Não é fácil lembrar de um momento feliz que tive, mas é difícil esquecer todos os ruins que passei.
Sabe quando alguém já passou por tanto que até deixa de sentir dor? De ter alguma emoção? De se importar com a vida?
"Que exagero! Sua vida não deve ser tão ruim assim..." você deve estar pensando.
Mas é sim, muito ruim!
Ruim até é pouco para descrever o que foi...
Eu era pequena quando tudo começou, bem na fase em que eu deveria estar brincando com bonecas ou rebentando com elas.
Porquê que eles decidiram me partir o coração ainda tão pequena?
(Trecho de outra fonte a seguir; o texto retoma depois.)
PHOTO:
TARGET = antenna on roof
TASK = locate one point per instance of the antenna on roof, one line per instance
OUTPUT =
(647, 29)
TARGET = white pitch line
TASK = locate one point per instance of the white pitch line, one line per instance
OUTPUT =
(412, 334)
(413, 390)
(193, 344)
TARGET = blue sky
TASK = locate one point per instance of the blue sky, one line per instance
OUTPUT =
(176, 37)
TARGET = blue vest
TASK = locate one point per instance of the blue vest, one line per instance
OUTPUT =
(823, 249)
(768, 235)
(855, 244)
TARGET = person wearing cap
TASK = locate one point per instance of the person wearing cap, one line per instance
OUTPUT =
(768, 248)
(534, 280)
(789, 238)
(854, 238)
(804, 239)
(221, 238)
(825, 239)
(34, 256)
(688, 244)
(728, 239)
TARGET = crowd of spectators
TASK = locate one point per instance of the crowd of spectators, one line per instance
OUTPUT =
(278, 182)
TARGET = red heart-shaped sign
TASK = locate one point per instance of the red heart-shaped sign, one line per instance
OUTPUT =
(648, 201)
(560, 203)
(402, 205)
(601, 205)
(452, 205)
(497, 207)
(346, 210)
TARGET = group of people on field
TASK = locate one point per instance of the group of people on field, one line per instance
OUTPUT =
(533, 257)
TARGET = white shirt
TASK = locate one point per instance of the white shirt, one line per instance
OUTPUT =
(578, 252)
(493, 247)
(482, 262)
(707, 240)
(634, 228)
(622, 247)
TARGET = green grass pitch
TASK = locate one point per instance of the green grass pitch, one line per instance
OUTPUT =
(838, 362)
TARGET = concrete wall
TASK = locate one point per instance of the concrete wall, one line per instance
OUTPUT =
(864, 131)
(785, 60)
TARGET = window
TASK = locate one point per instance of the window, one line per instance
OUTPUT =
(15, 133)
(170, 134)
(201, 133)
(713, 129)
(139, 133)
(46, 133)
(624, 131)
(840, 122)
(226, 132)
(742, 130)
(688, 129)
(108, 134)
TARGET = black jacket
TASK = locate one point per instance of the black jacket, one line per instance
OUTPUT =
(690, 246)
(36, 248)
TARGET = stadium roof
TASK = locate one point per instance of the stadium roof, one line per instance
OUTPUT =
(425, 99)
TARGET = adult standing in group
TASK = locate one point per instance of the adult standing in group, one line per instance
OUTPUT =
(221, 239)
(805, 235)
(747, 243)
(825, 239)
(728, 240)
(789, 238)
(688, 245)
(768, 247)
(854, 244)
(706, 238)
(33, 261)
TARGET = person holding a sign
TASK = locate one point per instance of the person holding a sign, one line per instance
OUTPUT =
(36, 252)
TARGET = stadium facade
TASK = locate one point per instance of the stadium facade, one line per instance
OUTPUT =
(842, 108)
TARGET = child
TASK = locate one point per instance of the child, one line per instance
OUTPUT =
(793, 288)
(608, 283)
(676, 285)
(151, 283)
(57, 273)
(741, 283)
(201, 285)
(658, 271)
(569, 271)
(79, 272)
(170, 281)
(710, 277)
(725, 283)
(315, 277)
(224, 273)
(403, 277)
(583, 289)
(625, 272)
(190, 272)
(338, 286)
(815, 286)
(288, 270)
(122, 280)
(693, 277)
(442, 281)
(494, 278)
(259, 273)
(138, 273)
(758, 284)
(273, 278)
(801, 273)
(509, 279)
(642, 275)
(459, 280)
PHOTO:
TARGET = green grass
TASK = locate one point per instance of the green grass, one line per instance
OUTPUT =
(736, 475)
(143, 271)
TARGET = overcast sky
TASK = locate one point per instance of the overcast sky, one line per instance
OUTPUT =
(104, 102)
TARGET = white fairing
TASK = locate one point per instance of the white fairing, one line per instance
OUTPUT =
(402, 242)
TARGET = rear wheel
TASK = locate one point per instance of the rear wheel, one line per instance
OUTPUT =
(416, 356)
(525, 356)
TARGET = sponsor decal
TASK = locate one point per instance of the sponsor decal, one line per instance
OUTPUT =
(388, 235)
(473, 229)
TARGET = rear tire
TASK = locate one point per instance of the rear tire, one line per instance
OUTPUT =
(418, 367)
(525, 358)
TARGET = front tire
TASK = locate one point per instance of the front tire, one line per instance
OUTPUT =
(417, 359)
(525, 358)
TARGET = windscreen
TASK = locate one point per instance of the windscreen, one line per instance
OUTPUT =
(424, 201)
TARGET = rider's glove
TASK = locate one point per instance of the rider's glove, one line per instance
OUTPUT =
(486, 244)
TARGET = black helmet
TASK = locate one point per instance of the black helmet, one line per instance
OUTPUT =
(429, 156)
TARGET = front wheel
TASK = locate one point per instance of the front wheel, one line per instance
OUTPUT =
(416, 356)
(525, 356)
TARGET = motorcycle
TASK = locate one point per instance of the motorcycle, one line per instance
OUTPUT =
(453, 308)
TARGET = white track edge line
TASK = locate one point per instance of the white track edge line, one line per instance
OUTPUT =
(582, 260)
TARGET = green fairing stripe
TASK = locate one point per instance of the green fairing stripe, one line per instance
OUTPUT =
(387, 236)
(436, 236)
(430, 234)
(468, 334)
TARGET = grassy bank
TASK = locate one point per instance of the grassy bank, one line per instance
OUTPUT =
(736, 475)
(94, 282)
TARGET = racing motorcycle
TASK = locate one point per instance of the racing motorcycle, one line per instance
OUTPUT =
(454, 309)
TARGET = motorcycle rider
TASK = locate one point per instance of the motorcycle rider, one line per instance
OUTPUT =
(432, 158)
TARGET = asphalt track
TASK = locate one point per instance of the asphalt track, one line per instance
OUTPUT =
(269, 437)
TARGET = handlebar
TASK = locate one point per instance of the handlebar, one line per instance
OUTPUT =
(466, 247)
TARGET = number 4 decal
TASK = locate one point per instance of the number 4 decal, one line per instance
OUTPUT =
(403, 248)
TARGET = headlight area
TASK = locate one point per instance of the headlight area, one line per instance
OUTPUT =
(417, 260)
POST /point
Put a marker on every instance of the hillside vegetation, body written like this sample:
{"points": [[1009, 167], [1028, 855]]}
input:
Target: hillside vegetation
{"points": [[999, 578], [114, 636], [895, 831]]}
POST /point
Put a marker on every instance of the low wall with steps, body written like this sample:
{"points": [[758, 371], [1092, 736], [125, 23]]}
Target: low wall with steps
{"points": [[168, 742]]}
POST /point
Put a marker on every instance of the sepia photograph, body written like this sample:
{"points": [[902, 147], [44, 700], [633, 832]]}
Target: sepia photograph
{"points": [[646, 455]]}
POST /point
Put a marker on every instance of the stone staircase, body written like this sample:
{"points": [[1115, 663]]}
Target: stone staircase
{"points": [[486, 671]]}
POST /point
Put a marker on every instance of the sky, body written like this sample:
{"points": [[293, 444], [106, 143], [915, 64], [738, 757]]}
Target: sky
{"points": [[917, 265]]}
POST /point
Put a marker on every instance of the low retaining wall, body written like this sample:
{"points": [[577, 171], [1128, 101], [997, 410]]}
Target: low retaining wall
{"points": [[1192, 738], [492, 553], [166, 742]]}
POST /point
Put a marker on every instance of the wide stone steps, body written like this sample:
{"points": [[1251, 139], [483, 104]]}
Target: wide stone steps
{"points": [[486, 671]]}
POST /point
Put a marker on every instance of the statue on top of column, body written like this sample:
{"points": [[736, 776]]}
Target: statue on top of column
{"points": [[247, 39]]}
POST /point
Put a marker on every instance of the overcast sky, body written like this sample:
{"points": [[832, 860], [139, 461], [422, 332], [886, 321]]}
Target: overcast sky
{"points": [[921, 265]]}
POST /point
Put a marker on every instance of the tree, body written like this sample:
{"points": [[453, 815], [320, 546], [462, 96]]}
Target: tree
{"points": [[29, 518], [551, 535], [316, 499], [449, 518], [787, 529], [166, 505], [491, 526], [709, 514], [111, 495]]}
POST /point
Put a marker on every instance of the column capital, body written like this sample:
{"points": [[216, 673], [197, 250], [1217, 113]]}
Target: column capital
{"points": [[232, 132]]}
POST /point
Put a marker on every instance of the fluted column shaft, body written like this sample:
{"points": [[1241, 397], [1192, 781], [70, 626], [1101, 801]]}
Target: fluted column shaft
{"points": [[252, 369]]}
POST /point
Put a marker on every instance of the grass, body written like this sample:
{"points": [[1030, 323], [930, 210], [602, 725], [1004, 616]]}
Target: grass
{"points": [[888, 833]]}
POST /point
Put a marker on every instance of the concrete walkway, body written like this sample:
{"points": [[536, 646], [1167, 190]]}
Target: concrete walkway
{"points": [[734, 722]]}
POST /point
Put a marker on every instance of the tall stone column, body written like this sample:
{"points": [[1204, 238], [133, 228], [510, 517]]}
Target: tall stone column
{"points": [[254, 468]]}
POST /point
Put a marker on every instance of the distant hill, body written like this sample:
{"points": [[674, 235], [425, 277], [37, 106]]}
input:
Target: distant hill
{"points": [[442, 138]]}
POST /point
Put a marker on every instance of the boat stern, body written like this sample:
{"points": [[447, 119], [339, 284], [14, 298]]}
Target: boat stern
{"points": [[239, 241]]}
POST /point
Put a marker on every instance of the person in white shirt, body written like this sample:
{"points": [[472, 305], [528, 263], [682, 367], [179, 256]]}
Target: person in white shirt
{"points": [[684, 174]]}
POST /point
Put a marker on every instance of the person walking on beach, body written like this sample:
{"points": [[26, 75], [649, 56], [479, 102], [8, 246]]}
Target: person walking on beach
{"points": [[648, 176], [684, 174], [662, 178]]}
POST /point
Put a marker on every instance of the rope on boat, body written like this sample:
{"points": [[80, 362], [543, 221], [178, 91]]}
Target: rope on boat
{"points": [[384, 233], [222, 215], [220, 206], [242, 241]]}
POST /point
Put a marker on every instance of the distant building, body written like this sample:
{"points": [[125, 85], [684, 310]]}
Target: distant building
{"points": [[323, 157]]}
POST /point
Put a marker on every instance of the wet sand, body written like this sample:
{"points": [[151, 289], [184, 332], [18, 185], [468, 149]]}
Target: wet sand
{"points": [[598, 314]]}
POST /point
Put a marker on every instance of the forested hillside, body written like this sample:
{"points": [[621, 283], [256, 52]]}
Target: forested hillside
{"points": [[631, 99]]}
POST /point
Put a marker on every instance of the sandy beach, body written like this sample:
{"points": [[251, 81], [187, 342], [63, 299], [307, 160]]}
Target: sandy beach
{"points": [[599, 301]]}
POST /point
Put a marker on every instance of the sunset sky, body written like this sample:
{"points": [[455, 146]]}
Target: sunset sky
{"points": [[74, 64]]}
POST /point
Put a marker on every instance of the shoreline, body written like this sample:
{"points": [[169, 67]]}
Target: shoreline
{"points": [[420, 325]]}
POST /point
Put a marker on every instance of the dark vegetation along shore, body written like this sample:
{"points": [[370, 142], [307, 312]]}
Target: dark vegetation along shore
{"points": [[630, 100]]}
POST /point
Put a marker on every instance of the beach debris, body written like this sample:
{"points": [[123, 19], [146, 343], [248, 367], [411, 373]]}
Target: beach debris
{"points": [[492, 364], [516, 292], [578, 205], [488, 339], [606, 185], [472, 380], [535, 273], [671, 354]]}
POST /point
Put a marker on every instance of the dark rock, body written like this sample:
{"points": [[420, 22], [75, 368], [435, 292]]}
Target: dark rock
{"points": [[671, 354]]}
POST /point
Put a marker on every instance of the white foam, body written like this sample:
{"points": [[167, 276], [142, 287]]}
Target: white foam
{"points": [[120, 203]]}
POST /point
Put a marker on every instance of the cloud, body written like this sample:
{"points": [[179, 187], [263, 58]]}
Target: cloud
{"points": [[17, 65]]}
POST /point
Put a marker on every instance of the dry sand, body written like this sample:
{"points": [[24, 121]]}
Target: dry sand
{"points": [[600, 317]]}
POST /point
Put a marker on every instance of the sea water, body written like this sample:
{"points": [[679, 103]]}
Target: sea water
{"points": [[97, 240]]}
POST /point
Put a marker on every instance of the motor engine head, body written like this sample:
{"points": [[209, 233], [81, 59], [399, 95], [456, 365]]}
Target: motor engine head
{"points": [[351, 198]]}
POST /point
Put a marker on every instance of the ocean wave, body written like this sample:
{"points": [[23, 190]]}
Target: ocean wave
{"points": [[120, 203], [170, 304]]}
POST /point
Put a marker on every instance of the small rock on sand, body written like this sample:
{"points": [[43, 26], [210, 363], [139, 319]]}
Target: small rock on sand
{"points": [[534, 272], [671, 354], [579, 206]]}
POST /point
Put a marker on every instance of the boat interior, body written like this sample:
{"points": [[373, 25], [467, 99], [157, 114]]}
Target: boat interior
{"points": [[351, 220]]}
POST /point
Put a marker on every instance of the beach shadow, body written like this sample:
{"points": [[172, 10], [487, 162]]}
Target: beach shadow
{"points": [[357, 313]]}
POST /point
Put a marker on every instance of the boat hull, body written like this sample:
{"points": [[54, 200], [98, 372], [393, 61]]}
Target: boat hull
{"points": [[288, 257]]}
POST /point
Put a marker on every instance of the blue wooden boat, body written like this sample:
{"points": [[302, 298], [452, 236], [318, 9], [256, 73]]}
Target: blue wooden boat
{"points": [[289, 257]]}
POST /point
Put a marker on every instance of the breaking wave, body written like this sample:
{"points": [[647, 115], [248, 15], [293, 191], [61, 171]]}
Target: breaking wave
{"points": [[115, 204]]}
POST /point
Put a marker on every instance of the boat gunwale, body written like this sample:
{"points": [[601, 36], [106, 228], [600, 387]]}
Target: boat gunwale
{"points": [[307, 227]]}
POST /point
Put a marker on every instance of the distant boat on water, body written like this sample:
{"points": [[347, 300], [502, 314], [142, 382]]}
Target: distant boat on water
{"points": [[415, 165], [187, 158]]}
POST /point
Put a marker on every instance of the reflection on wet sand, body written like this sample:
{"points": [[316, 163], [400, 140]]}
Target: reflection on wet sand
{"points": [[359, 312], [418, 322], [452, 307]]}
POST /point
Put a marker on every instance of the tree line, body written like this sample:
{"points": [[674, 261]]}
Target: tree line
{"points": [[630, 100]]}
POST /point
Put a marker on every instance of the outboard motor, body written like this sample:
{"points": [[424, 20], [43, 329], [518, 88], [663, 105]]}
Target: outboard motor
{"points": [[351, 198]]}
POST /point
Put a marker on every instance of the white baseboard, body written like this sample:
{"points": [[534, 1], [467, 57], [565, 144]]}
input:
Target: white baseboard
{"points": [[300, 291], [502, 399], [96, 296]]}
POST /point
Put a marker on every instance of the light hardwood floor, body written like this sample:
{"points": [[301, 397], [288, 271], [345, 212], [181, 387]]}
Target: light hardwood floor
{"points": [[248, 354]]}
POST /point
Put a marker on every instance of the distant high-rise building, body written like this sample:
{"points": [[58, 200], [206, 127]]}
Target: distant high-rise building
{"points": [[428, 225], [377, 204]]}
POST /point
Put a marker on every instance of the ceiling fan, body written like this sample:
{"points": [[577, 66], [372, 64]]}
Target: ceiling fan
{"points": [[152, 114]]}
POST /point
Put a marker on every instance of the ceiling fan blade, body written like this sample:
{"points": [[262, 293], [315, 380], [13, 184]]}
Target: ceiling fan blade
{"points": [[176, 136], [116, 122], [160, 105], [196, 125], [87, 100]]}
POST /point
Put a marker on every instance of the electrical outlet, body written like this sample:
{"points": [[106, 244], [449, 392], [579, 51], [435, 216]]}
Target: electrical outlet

Vai saber...
Lembro exactamente que foi no meu aniversário de 5 anos...
Eu já havia esperado por ele fazia dois meses, sabe aquelas crianças que esperam pelo bolo perfeito, pelo presente perfeito e pelos pais incríveis.
Bem, justo no dia do meu aniversário eu tinha que ir para o infantário, ter que encarar aquelas garotinhas mimadas puxando o meu cabelo o dia inteiro.
Mas justo naquele dia tudo tinha mudado...Em vez de voltar para casa com menos fios de cabelos, eu voltei com chocolate na cabeça.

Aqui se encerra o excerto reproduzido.